Women suffering from sexual dysfunction caused by antidepressants have experienced a decrease in adverse effects by taking Pfizer’s blockbuster treatment for erectile dysfunction Viagra, according to new data.

A 98-patient study, the data from which has been published in the Journal of the American Medical Association, noted that antidepressant treatment-associated sexual dysfunction occurs in 30% to 70% of people treated for major depression. No randomised controlled trial has demonstrated an effective treatment for women experiencing these problems but the Prizer-sponsored study shows that 28% of women taking Viagra showed no improvement, as opposed to 73% on placebo.
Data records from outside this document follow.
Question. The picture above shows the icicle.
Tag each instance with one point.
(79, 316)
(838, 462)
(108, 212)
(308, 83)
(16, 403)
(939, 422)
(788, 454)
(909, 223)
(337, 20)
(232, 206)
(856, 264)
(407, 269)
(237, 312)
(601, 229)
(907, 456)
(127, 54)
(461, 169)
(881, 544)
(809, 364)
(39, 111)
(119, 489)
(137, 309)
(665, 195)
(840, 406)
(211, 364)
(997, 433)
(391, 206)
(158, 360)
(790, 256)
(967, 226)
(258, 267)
The authors noted that women treated with Viagra were significantly more likely to reach orgasm than those in the placebo group, but no significant improvements were noted in terms of desire or lubrication. The most common side effect was headache, reported by 43% of the women on Viagra and 27% of those on placebo. Transient vision disturbances were reported by 14% of those on Viagra compared to 2% in the control group.

What Pfizer intends to do with the data is unclear as the firm has no plans at the moment to get approval from the US Food and Drug Administration for Viagra to treat female sexual dysfunction. In 2004, the firm abandoned a bid to file for an additional indication after clinical trials involving around 3,000 women failed to throw up a conclusive result.

At the time, Pfizer said that diagnosing female sexual arousal disorder “involves assessing physical, emotional and relationship factors, and these complex and interdependent factors make measuring a medicine’s effect very difficult".